Mike explains why he invested so much money in what became known as Palmerston’s Follies.
‘Just after I sold Dreams in 2008, interest rates dropped from 5.5 per cent to 0.5 per cent and in the face of complete uncertainty in the financial world, I decided to invest my wealth in property.
‘I happen to love old, iconic and unusual buildings so decided to turn a passion and hobby into a business. When I saw Spitbank Fort up for auction in 2009, it was too much to resist.
‘I was at the time of my life where I was ready for a new challenge and the forts offered just that. I loved the idea of saving a classified ancient monument and sympathetically restoring it.
‘The fact the forts were so James Bond-y certainly appealed to me too. It’s such an exciting place and I always have so many big ideas for the forts, there is so much potential there and I look forward to putting some of these ideas into action.’
And Mike’s not alone in his love for the forts. By his own admission, Kyle Allen lives and breathes them. He has been manager of Spitbank for more than five years and can’t think of anywhere else he’d rather work.
He says: ‘In terms of running it as a hotel but also looking after it as a scheduled ancient monument – the equivalent of Stonehenge in the sea – it is extraordinary.
‘There’s the hospitality side and the historic side, the logistical side and the nautical side. ‘But it’s very good fun and not many people can say they do all that at once.’
And he never tires of telling people how the remarkable story of how the forts were constructed.
He says: ‘At the time (the forts were commissioned) there were hulks, floating prisons in the harbour. Labour for the forts was sourced from the hulks.
‘It was quite a feat to build them. And a great challenge working at sea, to say the least. It would have been very dangerous.
‘The Solent is shallow, only 6ft-8ft deep at low spring tide.
‘They are actually built on a sandbank, and the rubble would be shipped over from Stokes Bay at low spring tide.’
Each fort has its own artesian well. The source of the water, ironically – considering they were built to keep out Napoleon III – is in Alsace, France.
‘At the they were commissioned, Napoleon III had started to sabre rattle’, says Kyle. ‘He was a very successful head of state and brought France into the Industrial Revolution. He was modernising France and suddenly the government thought, “Oh gosh, another Napoleonic War.”
‘There were 45-50 forts built, Portsmouth and Gosport are surrounded by them. But it’s only here, Plymouth and Ireland that have sea forts.’

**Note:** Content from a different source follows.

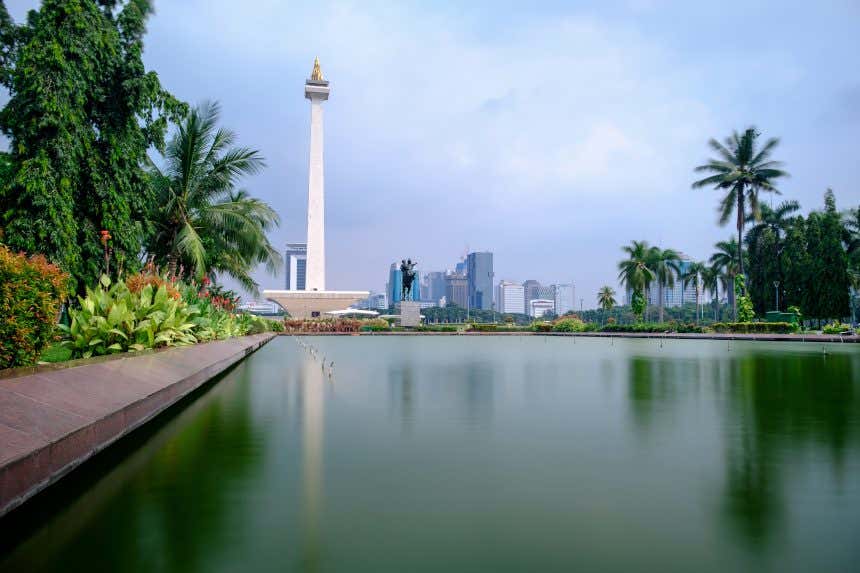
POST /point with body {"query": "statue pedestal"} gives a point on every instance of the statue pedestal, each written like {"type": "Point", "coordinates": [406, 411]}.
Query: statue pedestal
{"type": "Point", "coordinates": [410, 313]}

‘During construction life would have been very, very difficult’ says Kyle. ‘Even today, in the 21st we struggle to get boats out here. Imagine having to build it 150 years ago.’
Because technically the forts are on land – on Spitbank sandbank – they were the responsibility of the army.

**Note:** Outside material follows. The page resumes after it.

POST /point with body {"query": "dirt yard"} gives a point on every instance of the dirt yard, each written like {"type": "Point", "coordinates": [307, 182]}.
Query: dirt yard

Kyle adds: ‘When it became clear they were never going to be used for their intended purpose there was a shirking of responsibility for Palmerston’s Follies.’
Spitbank Fort would have had 156 soldiers while up to 400 would have been billeted in cramped claustrophobic conditions on No Man’s Fort, ‘But, to put that into perspective’ says Kyle, ‘they were built before the era of cars so it wouldn't have been any different out here in the Solent or Romney Marsh, But there was one bonus here – they could do a bit of fishing.’
The soldiers were allowed half a pint of run each day to keep their spirits up.
During the Second World War the RAF constructed anti-aircraft platforms on them and anti submarine defences were strung between them to protect Portsmouth Harbour.
Soldiers slept in hammocks and cots in the iron-clad rooms – where the walls are up to six feet thick – and are now elegantly decorated tea rooms. The cannons, which weigh up to 40 tons, took a team of 24 men to load.
The forts were eventually decommissioned in the 1950s and after numerous owners they were snapped up by adventurous Mike Clare.
Now the dank, dark rooms are luxury suites and guests sip rum in Nelson’s Bar, following a relaxing massage in the spa, rather than a day spent swabbing the decks.